While ML models have been extensively employed in dropout prediction, only a limited number of studies have integrated XAI to comprehend high school or college dropout [14, 15, 19]. For example, Krüger et al. [14] investigated dropout factors within the Brazilian technical school system using XAI methods, specifically SHAP and LIME. The findings highlighted the significance of the year of elementary school completion, the family's minimum wages, and the mother's education and work characteristics as important predictors of dropout. Additionally, Nagy and Molontay [18] also employed XAI techniques, SHAP and LIME, revealing that a higher GPA in high school or higher marks in the mathematics section of the matura exam could significantly reduce the likelihood of college dropout.

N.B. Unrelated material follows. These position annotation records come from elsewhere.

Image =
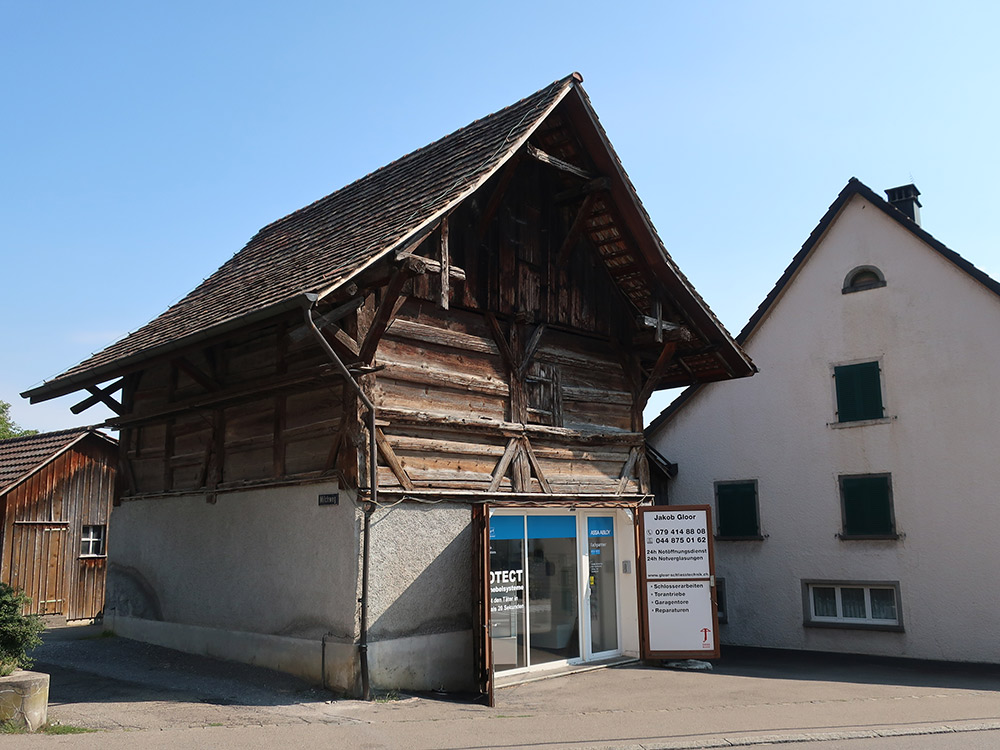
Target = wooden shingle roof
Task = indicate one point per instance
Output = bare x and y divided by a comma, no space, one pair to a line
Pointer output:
321,247
22,455
314,248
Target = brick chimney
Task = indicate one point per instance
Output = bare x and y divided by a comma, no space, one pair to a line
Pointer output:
905,199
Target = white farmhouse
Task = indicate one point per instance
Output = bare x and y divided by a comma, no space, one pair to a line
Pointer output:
854,480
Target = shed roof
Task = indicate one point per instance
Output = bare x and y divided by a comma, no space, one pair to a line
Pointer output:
319,248
21,456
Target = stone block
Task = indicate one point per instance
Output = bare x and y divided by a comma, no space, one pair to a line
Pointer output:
24,699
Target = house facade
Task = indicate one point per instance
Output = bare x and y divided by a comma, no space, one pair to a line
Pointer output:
56,490
854,478
396,441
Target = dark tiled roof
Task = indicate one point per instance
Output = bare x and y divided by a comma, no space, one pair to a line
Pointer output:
19,456
320,246
854,187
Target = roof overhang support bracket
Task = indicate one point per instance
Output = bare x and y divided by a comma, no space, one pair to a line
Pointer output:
576,228
497,197
662,363
392,299
101,395
553,161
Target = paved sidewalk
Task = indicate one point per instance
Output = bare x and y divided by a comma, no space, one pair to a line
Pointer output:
139,693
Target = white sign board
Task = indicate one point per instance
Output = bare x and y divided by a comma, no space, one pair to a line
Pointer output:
680,616
676,544
677,582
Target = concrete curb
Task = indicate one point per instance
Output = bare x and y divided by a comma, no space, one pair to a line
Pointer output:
782,739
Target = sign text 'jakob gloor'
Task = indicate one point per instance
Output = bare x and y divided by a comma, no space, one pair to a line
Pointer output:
677,544
677,583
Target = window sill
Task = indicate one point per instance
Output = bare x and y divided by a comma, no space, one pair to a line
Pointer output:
860,422
889,628
862,287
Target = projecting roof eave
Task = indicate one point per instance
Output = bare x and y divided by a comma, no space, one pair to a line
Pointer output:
74,381
668,274
64,385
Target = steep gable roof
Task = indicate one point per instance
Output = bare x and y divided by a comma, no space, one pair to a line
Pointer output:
21,456
853,188
320,247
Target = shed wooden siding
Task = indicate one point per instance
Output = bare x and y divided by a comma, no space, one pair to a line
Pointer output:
43,524
266,404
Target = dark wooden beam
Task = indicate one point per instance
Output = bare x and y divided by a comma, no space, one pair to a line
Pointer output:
337,313
445,266
497,197
530,348
98,395
501,342
195,373
591,186
662,363
533,460
576,228
627,470
500,470
386,309
392,460
553,161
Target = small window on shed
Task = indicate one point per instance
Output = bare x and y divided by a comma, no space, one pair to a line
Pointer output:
862,278
92,541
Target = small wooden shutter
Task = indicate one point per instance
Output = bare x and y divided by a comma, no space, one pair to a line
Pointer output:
867,506
859,392
737,506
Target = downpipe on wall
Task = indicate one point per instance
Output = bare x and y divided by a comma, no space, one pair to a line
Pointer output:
369,506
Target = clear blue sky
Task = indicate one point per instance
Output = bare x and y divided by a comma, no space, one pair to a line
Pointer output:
144,143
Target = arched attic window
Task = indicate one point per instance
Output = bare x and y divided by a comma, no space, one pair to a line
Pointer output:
862,278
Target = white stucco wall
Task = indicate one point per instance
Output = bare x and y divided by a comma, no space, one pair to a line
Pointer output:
936,333
270,561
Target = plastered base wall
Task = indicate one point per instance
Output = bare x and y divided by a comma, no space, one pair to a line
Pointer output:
270,561
430,662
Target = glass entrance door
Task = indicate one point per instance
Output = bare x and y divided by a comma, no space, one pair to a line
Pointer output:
553,594
602,594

A significant drawback in prior research exploring high school dropouts through ML models or XAI lies in the substantial reliance on immutable predictors rather than actionable predictors. Immutable predictors encompass variables over which students, teachers, administrators, and family or community members possess limited or no control—examples include gender, ethnicity, and socioeconomic status. On the other hand, actionable predictors, also known as malleable predictors, denote variables that are recent or real-time, adaptable, and amenable to intervention. These predictors can be utilized to implement tailored interventions or modify the current education system. Examples of actionable predictors include orientation to the future and academic habits of mind, such as self-regulation, self-efficacy, and time management (Ben-Avie & Darrow, 2018; Bowers, 2021).
2.4 Current Study
While prior studies have made significant contributions to the domains of human-machine collaboration, explainable AI, and high school dropout prediction, there remain notable gaps that warrant further exploration. Firstly, despite the burgeoning use of human-machine collaboration in fields such as engineering, business, and healthcare, its application within the context of education remains underexplored. However, the potential benefits of incorporating human-machine collaboration in education are substantial. This approach has the capacity to enhance efficiency and accuracy, allowing educators to dedicate more time to personalized teaching methods. Furthermore, the integration of AI can yield results that are more user-friendly, ultimately assisting teachers in improving student engagement and achievement. Therefore, this study seeks to exemplify the implementation of human-machine collaboration in education, using high school dropout prediction as a case study. Secondly, previous research on predicting high school dropouts through ML or XAI techniques has primarily concentrated on achieving higher prediction accuracy based on immutable predictors. However, these immutable predictors offer limited guidance for conducting interventions or modifying the current education system. Consequently, this study aims to address these dual gaps by identifying actionable factors for predicting high school dropouts through the incorporation of the human-machine collaboration paradigm.